In composing the work, text setting and declamation were foremost in Pärt’s mind: all of the musical elements in the piece, from rhythm to pitch, are in some way determined by the text.
American composer Eric Whitacre used the two initial chords of the conclusion (Qui passus es) in his motet Lux Aurumque, applying them to the words natum (new-born) and thus linking birth and death of Christ to reincarnation.

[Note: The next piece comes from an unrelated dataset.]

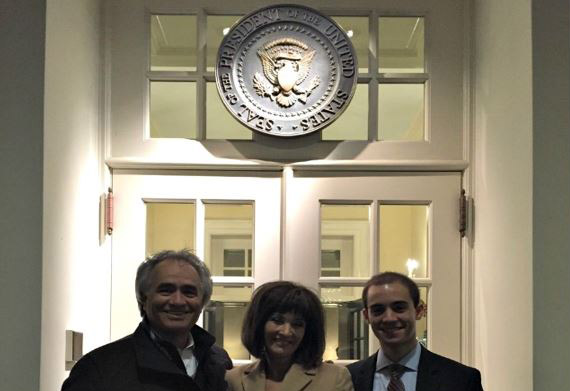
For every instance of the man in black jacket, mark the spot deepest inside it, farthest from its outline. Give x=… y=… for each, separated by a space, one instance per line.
x=167 y=352
x=391 y=307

Passio has a very important place in our musical heritage as the Hilliard Ensemble. It was really the defining moment that introduced us fully to Arvo Pärt’s music. And it was performing Passio, coming to know and understand Passio, that sort of sealed our relationship – the realisation that this is really something unique. If you look at the score of Passio and analyse it, it is very, very spartan, very sparse in the sense that there are actually only three keys used. And then at the very end, just for the very end, at the critical moment when Christ is on the cross and is about to die, suddenly, the four Evangelists come together on one unison A-note. And then there’s this silence, this death – he gave up the ghost, we’d say, his spirit isn’t in him, he gave up his spirit. And then there’s this extraordinary moment when the choir and everybody comes in, in D-major. So this chord comes in and it just goes right through your body! It’s an amazing moment – every time, it sends shivers down my spine. It’s like the richest Brahms you’ve ever heard, and you realise that there is life afterwards. This is the most important moment, the death, but it’s actually looking forward, it’s for a reason, it’s a positive thing, and I think that this last page is the most stunning page of music you could ever wish to hear.